The agent itself sometimes hints that it’s late, that maybe this new task or this new design is something to pick up tomorrow. And it’s right. But I know how fast it is. I know that the thing it’s suggesting I defer would, if I just kept going, be done in twenty minutes. So I keep going. Twenty minutes turns into two hours, the way it always does. The pull isn’t the work — it’s the speed. Every idea is reachable, right now, almost free. That’s the rabbit hole. It’s hard to climb out until you’re genuinely too tired to type the next sentence.
The other half of it is the backlog. I’ve kept a lifetime list of software projects I wanted to build and never could — not for lack of ideas, but for lack of deep technical knowledge. Apps I sketched on paper years ago. Tools I described to friends and never started. Side businesses that needed a developer I couldn’t afford to be. That list used to be a quiet source of frustration. Now every item on it is suddenly within reach, and they’re all asking to be built at the same time. Of course I can’t stop. I’m not just doing my job — I’m clearing a queue I’ve been carrying for a decade.
Throwing away the scaffolding
Last month I deleted my bookmarks. All of them. From 793 to zero, across both my Google profiles — work and personal. They were almost all the same kind of thing: documentation on how to do something I’d had to fix once, links I saved so I wouldn’t have to figure it out again, half-finished backlog references, things I “needed to remember.” That whole layer of personal cache, gone. I don’t need it. If the same problem comes up again, I can describe it to Claude Code and have a working solution faster than I could have searched my own bookmarks for the link. A few hundred have crept back into Chrome since — but they’re working bookmarks for the projects I’m in right now, not an archive of “in case I ever need this.”
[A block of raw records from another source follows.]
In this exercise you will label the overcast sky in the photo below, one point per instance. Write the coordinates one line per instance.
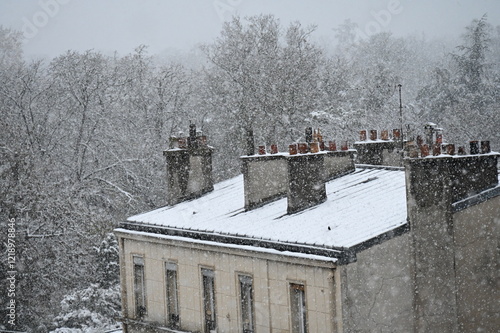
(53, 26)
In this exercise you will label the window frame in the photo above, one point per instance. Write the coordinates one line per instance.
(303, 322)
(172, 320)
(246, 281)
(207, 275)
(140, 306)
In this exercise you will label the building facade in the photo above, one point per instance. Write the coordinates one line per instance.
(345, 248)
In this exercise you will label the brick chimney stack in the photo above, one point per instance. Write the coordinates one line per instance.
(434, 185)
(189, 167)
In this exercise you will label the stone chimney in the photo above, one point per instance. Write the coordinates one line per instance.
(189, 167)
(299, 175)
(306, 183)
(379, 150)
(434, 184)
(265, 178)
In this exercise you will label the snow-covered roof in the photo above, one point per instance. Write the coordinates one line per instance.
(360, 206)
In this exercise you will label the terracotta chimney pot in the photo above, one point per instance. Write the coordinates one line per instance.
(396, 134)
(362, 135)
(485, 147)
(424, 150)
(474, 147)
(302, 148)
(314, 147)
(450, 149)
(262, 150)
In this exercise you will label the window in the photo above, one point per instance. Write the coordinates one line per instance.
(139, 287)
(298, 308)
(246, 294)
(209, 300)
(172, 299)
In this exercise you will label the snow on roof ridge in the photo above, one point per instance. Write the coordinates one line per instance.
(382, 193)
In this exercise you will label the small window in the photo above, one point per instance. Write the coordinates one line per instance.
(246, 299)
(298, 308)
(139, 288)
(172, 297)
(209, 300)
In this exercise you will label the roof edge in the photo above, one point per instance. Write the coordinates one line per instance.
(388, 235)
(476, 199)
(343, 255)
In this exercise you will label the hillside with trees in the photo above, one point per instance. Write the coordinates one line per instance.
(82, 135)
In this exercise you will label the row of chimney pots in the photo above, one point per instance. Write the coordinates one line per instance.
(384, 135)
(424, 150)
(304, 148)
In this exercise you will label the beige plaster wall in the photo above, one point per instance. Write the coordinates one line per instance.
(476, 235)
(271, 277)
(377, 289)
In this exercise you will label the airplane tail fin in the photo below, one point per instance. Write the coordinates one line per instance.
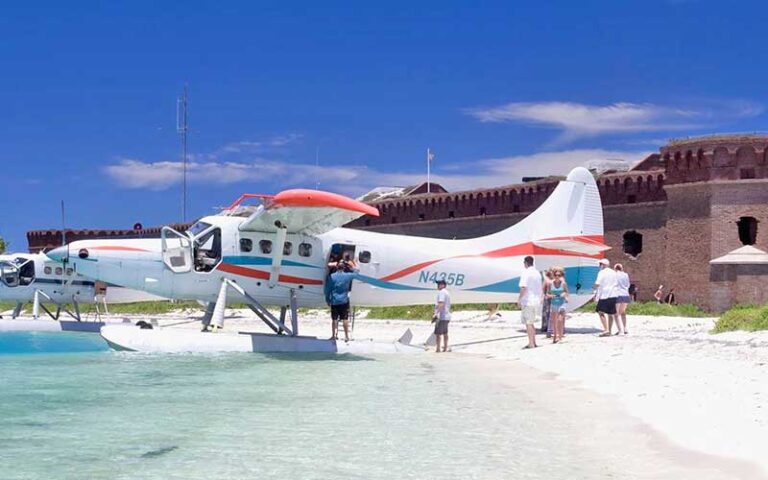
(570, 219)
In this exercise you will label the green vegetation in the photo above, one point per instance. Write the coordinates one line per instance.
(424, 312)
(655, 309)
(145, 308)
(743, 317)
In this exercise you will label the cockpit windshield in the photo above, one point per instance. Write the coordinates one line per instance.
(198, 228)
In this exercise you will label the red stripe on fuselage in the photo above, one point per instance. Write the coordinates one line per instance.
(527, 248)
(116, 248)
(262, 275)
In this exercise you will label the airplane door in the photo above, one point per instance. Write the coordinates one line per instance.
(177, 250)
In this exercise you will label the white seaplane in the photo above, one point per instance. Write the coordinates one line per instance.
(33, 277)
(275, 254)
(37, 279)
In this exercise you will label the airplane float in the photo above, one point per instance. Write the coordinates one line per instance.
(275, 253)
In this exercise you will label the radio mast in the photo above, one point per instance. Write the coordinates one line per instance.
(182, 127)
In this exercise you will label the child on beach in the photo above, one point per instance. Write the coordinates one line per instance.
(558, 296)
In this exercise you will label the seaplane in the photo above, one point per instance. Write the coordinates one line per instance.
(35, 278)
(55, 290)
(272, 250)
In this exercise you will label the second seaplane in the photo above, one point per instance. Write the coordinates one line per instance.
(275, 252)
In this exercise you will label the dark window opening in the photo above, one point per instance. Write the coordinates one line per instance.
(633, 243)
(207, 250)
(747, 230)
(747, 173)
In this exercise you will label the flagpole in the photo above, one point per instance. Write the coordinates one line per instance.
(428, 165)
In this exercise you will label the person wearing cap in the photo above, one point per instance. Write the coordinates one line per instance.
(529, 300)
(606, 292)
(338, 285)
(442, 315)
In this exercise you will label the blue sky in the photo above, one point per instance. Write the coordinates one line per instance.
(497, 89)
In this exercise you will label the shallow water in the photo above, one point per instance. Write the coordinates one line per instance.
(102, 414)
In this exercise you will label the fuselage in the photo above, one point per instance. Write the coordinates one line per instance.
(22, 274)
(394, 269)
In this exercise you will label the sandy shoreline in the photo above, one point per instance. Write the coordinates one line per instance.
(702, 392)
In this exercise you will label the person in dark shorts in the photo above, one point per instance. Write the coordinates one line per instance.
(442, 316)
(338, 285)
(606, 292)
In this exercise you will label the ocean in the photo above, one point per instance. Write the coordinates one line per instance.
(72, 409)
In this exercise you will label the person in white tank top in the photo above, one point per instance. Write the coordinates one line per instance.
(623, 299)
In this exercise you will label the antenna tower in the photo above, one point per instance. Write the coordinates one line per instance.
(182, 127)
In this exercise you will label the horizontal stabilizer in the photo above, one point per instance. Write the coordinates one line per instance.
(581, 245)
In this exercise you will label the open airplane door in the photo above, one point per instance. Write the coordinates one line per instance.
(177, 250)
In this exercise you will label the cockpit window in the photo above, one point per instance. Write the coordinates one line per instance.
(198, 227)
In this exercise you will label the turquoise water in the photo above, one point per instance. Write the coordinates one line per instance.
(96, 414)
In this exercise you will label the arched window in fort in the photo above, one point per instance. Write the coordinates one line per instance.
(722, 157)
(747, 230)
(633, 243)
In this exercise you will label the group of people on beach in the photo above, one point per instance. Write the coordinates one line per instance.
(545, 297)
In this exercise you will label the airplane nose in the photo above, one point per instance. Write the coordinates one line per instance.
(57, 254)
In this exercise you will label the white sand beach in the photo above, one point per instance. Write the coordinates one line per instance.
(704, 392)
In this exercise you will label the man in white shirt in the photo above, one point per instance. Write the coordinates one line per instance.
(606, 291)
(530, 299)
(442, 315)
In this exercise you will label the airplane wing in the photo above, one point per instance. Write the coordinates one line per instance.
(583, 245)
(309, 212)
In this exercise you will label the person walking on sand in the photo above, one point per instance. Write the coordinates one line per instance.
(623, 299)
(529, 300)
(558, 296)
(442, 316)
(606, 292)
(546, 310)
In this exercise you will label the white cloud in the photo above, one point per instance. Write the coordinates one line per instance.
(354, 180)
(577, 120)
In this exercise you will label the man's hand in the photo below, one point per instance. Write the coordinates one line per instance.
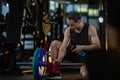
(77, 49)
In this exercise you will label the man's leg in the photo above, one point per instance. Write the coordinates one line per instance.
(84, 72)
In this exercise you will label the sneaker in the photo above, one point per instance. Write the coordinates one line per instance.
(54, 76)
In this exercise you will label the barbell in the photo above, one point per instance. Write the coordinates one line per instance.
(40, 58)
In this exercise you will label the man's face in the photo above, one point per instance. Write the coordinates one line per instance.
(72, 24)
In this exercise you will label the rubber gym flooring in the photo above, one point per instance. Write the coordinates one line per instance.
(68, 74)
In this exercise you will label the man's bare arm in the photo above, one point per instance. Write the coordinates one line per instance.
(62, 50)
(94, 44)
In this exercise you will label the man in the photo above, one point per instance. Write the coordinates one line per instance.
(82, 35)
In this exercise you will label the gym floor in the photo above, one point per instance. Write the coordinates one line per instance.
(68, 74)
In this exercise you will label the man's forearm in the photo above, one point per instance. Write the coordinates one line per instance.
(61, 54)
(89, 47)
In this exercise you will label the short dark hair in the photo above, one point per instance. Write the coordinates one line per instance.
(74, 15)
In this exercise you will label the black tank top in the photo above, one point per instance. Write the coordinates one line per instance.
(80, 38)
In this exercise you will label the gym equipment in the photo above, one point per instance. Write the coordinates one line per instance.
(40, 58)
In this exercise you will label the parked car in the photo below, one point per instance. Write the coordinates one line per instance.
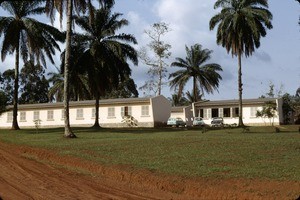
(217, 122)
(198, 121)
(176, 122)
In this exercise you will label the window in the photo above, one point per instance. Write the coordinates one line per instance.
(111, 112)
(235, 112)
(9, 117)
(62, 114)
(36, 115)
(22, 116)
(226, 112)
(253, 111)
(145, 110)
(50, 115)
(79, 113)
(126, 111)
(201, 113)
(93, 113)
(207, 113)
(220, 112)
(215, 112)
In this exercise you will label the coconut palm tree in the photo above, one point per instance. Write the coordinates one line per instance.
(26, 37)
(205, 76)
(241, 24)
(107, 50)
(61, 6)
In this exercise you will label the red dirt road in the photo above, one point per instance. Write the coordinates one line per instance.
(31, 173)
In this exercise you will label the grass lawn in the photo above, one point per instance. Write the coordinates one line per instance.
(225, 153)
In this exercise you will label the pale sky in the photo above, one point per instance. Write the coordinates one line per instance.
(277, 60)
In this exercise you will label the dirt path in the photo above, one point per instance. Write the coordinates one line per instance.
(31, 173)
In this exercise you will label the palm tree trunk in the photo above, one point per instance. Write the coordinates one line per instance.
(68, 132)
(15, 125)
(159, 76)
(195, 89)
(240, 86)
(96, 124)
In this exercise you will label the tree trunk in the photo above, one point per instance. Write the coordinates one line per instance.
(15, 125)
(160, 76)
(240, 86)
(68, 132)
(195, 89)
(96, 124)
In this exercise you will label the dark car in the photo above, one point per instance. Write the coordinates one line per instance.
(176, 122)
(198, 121)
(217, 122)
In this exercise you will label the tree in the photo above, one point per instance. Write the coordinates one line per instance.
(179, 101)
(3, 102)
(157, 65)
(125, 89)
(205, 77)
(34, 85)
(26, 37)
(61, 6)
(56, 91)
(79, 89)
(241, 24)
(107, 51)
(298, 92)
(268, 111)
(7, 85)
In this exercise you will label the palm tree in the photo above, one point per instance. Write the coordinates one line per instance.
(241, 24)
(26, 37)
(68, 5)
(205, 76)
(107, 50)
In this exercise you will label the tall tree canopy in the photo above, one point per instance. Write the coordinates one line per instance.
(26, 37)
(107, 51)
(205, 76)
(80, 6)
(161, 51)
(241, 24)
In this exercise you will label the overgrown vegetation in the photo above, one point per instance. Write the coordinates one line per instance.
(227, 153)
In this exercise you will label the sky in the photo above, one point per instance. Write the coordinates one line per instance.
(277, 61)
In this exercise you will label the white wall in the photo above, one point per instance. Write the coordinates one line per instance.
(161, 109)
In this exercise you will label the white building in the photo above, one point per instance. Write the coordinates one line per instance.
(184, 112)
(229, 110)
(148, 112)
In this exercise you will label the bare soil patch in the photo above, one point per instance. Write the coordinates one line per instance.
(32, 173)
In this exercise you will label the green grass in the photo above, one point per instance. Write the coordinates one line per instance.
(226, 153)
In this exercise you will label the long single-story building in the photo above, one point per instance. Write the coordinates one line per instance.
(184, 112)
(229, 111)
(147, 112)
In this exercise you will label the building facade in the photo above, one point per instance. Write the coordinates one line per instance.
(229, 110)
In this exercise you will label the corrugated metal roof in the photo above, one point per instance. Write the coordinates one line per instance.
(84, 103)
(178, 108)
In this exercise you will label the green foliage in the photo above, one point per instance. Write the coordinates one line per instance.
(3, 102)
(157, 71)
(241, 24)
(268, 111)
(205, 76)
(179, 100)
(34, 85)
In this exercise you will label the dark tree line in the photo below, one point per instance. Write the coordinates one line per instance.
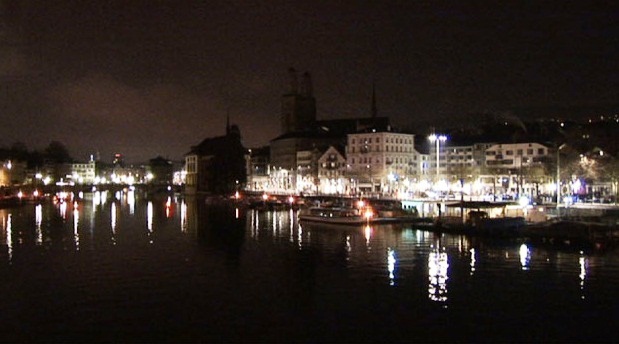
(56, 153)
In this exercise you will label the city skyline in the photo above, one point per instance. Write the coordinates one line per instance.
(153, 79)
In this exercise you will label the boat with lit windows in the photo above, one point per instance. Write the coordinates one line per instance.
(362, 214)
(334, 216)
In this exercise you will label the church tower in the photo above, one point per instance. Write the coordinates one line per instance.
(298, 104)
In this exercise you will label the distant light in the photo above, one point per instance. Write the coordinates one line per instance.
(524, 201)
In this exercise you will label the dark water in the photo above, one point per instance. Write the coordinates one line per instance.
(127, 268)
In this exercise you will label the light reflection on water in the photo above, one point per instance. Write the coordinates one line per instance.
(267, 260)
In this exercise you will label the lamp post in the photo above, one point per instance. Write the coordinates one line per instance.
(437, 138)
(559, 176)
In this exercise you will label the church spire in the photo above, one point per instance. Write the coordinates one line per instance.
(374, 110)
(228, 123)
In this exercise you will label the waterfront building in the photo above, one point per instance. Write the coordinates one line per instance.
(332, 177)
(12, 172)
(217, 165)
(379, 161)
(520, 167)
(82, 172)
(160, 171)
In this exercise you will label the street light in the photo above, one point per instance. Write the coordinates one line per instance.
(559, 176)
(437, 138)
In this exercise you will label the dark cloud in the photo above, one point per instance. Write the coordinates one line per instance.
(149, 78)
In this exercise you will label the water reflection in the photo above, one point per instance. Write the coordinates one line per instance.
(438, 266)
(391, 261)
(113, 218)
(525, 256)
(76, 235)
(583, 262)
(38, 219)
(431, 266)
(8, 228)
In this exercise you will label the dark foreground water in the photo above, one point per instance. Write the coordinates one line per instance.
(127, 268)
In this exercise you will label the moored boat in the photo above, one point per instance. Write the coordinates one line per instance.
(334, 215)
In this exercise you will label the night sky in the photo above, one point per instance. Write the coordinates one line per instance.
(148, 78)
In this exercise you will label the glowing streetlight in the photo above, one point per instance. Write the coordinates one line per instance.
(437, 138)
(559, 176)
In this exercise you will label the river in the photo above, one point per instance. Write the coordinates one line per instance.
(126, 267)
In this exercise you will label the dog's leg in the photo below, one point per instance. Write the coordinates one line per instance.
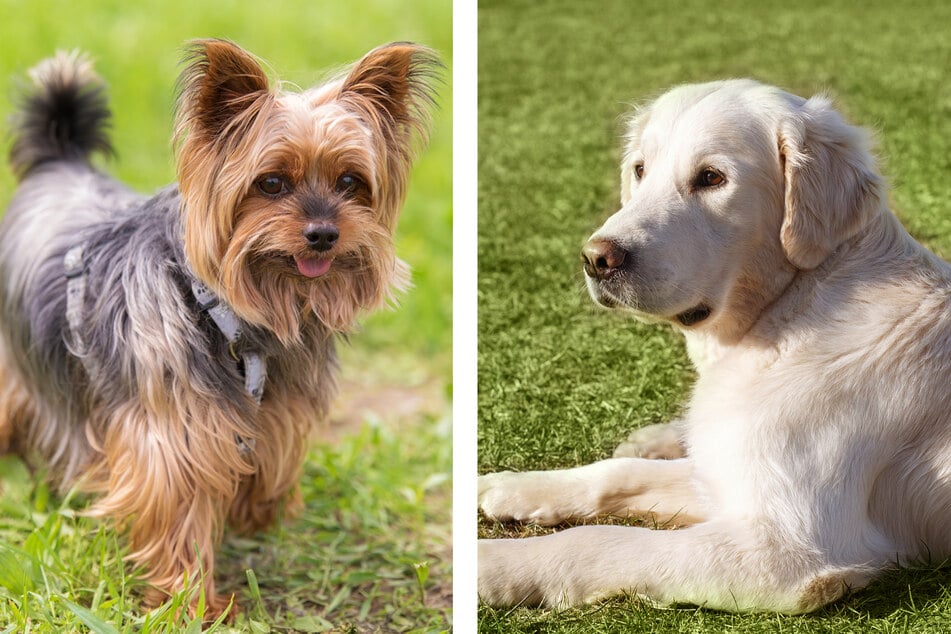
(273, 489)
(720, 565)
(171, 482)
(659, 489)
(659, 441)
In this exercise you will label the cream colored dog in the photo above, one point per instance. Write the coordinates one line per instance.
(816, 449)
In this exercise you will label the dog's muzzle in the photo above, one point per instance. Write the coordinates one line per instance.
(602, 258)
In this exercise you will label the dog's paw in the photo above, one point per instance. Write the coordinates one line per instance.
(522, 497)
(660, 441)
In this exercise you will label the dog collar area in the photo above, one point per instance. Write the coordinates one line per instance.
(251, 364)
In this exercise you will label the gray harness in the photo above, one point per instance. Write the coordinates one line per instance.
(252, 362)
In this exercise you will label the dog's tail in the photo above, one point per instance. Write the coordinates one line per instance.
(63, 117)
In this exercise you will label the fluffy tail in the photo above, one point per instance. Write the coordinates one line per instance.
(65, 117)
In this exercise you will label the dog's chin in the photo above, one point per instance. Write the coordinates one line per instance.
(693, 316)
(689, 318)
(312, 266)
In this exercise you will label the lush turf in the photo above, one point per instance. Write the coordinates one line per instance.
(561, 383)
(371, 550)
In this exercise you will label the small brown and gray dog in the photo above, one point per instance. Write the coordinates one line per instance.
(815, 452)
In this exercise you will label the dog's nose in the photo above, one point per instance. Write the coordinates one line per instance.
(602, 257)
(321, 237)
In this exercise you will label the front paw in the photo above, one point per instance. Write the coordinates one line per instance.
(522, 497)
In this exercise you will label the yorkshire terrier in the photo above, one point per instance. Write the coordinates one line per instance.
(172, 353)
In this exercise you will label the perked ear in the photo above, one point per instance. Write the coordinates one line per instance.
(832, 187)
(220, 83)
(394, 85)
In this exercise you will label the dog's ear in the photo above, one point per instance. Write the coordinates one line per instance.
(831, 184)
(220, 85)
(394, 85)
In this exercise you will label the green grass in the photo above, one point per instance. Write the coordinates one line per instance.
(371, 549)
(561, 383)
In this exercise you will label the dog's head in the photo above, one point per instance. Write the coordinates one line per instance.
(291, 197)
(727, 189)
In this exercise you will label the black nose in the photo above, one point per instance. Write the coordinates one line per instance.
(321, 237)
(602, 257)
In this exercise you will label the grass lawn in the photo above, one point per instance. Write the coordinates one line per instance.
(371, 550)
(561, 383)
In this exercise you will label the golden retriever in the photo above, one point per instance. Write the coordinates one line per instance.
(816, 448)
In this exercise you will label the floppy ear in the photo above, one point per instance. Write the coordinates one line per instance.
(832, 187)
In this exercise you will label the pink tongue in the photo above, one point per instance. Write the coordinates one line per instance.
(313, 267)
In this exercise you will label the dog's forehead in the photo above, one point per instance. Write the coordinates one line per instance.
(714, 116)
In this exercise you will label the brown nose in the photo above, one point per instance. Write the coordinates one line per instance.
(602, 257)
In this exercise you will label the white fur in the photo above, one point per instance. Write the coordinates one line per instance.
(818, 449)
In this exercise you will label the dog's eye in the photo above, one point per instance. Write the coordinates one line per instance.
(710, 178)
(349, 185)
(272, 185)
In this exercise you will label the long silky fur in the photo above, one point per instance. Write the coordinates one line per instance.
(149, 417)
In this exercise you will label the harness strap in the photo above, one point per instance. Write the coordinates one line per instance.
(74, 268)
(253, 364)
(255, 367)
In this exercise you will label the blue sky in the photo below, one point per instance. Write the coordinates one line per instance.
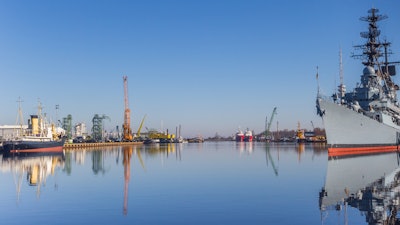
(209, 66)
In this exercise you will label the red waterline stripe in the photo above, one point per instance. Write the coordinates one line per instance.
(360, 150)
(52, 149)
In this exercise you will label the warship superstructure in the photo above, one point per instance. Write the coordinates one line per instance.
(366, 119)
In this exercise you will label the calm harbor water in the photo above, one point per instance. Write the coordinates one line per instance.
(192, 183)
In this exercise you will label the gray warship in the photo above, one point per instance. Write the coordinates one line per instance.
(366, 119)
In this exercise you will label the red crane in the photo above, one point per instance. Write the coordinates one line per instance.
(127, 135)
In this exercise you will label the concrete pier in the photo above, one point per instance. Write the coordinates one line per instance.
(98, 144)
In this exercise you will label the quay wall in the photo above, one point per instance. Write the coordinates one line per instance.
(98, 144)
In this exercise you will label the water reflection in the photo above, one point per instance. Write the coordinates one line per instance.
(36, 168)
(369, 183)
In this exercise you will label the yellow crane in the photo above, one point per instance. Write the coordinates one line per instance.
(127, 132)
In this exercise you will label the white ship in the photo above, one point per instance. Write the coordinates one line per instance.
(366, 119)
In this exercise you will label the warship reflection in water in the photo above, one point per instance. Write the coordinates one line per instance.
(370, 183)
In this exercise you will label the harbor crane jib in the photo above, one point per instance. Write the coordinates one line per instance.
(268, 127)
(127, 135)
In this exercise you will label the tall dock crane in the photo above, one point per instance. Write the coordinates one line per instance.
(268, 126)
(127, 135)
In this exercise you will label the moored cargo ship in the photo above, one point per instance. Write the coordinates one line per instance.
(40, 137)
(366, 119)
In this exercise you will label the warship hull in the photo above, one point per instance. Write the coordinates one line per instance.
(351, 132)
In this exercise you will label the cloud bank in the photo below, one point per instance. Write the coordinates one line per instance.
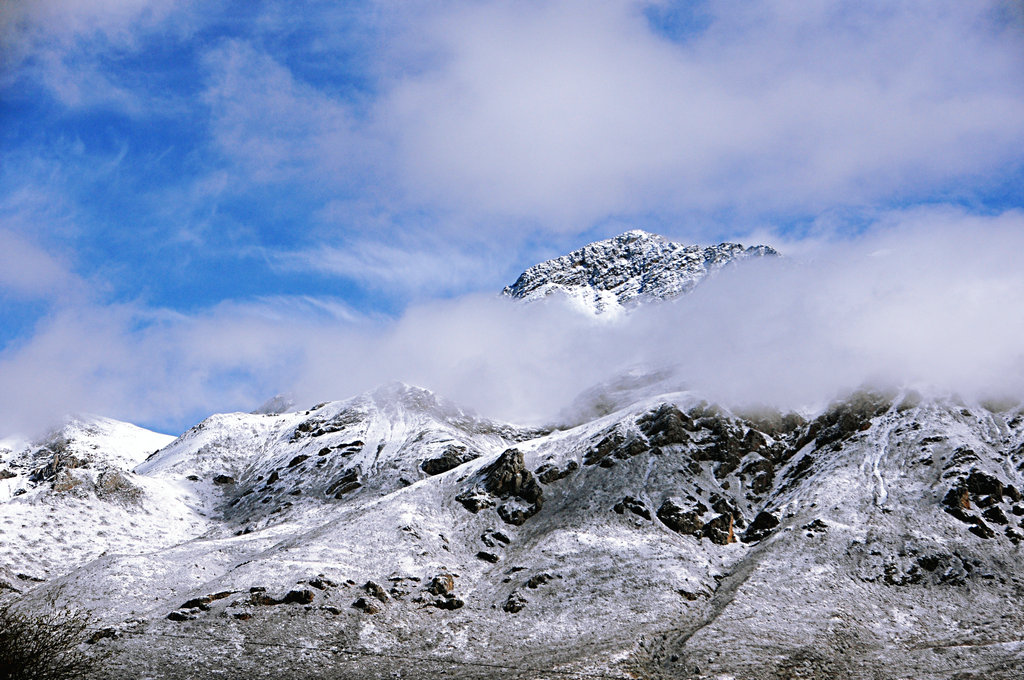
(929, 298)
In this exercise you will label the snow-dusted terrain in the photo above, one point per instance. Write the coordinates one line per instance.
(634, 267)
(398, 535)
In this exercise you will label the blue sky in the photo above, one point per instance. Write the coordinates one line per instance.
(180, 181)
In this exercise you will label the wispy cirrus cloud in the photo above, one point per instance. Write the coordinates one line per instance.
(571, 112)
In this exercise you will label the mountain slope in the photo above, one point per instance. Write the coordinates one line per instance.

Same story with the BI dashboards we deleted last week. They represented an enormous amount of work — and I don’t care, because I could rebuild them better, in a fraction of the time it took to build them in the first place. The old ones were monuments to a constraint that no longer exists. Holding onto them was a habit, not a need.
One part of the brain unlocked, another locked
It isn’t all tiredness, though. The other half of this trade is energy I genuinely didn’t have before. The coding part of my brain — the one that used to be permanently busy debugging, reading docs, fighting tooling — has gone quiet. And in the space it left, I’ve found room for things I’d quietly given up on. I’m reading books again. I’m thinking about making music. I’m studying topics I never had the patience for after a full day at a keyboard.
It’s a strange swap. The load just shifted — review, judgement, decision-making is where it went. But on balance the trade lands in my favour. I have more energy to try new things than I did before, not less. The kind of energy that makes you curious enough to start something — which, per my last post, is the whole game now.
The productivity story is real. I’d take this trade again without hesitation. But anyone telling you AI agents will give you back your evenings hasn’t worked with one for four months straight. They’ll give you back the typing. They’ll take more of the thinking than you expected — and they’ll happily keep you up doing it.